In general terms, zooplanktonic abundances in this area down to 55°S are highest during the spring and early summer, decreasing noticeably during the winter (Ramírez, 1981b; Ciechomski and Sánchez, 1983; (Gb15). Typically cold water zooplankters (e.g., the pteropod Limacina retroversa), however, may be most abundant over the shelf and slope at other times of the year, like in the autumn (Dadon, 1990a).

It should be noted that the large-scale biogeographic divisions described and illustrated for the Argentine Sea (Gb1) reflect only marginally the strong longitudinal component derived from the influence of the Malvinas (=Falkland) Current. Indeed, at the same latitude inshore waters are usually warmer and host warmer-water organisms than those farther offshore, while the slope and adjacent oceanic area are dominated by the cold, subantarctic Malvinas (=Falkland) Current flow, where only subantarctic plankters dwell. Thus, detailed studies often show that boundaries between dissimilar assemblages run roughly paralell to the coast, rather than perpendicularly to it (Gb16 A), (Gb16 B), which is clearly matched by the north-south orientation of the isotherms (Gb16 C). Thus, northward dispersion of cold water species is favored by these advective longshore processes, which are further enhanced by the concomitant deformation of the associated temperature fields.

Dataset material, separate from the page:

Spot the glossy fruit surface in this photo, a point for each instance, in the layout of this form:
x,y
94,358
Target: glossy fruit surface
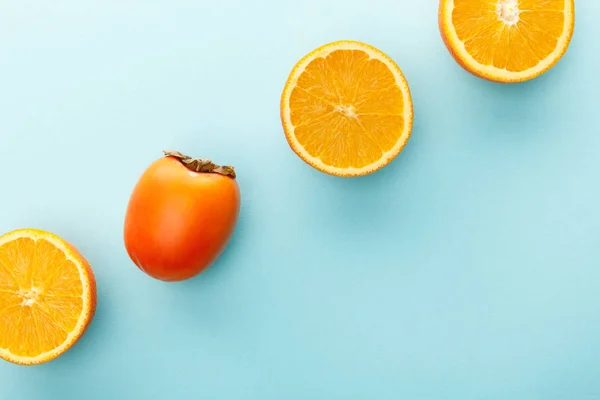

Additional complications to these geographic patterns arise when the vertical component is brought into the picture. While up to around 40°S the Malvinas (=Falkland) Current occupies the entire water-column, further north it submerges partially under the warmer Brazil Current and pogresses northward at increasingly higher depths. Waters of subantarctic origin are present at depths of ca. 300 m off the coasts of Brazil (Emilsson, 1961; Matsuura, 1986); and frequent records of subantarctic and even Antarctic plankters in upwelling cells as far north as 23°N (E. Boltovskoy, 1970; Valentin et al., 1987; Brandini, 1990) strongly suggest that these organisms have been advected from higher latitudes at subsurface depths. Typically subantarctic benthic organisms are recorded year round off Buenos Aires and Uruguay at depths of 150 to >200 m. E. Boltovskoy et al. (1996), for example, found that, between 30 and 60°S, along 55°W, at any given latitude the proportions of the cold water planktonic foraminifer Globoquadrina pachyderma (with respect to the entire foraminiferal assemblage) are noticeably higher at 30-50 m than higher up in the water column. This submersion and equatorward advection of cold water zooplanktonic species is probably a world-wide phenomenon with important biogeographic and, especially, paleoecologic implications (Boltovskoy, 1988, 1994; see chapter “Polycystine Radiolaria” in this volume).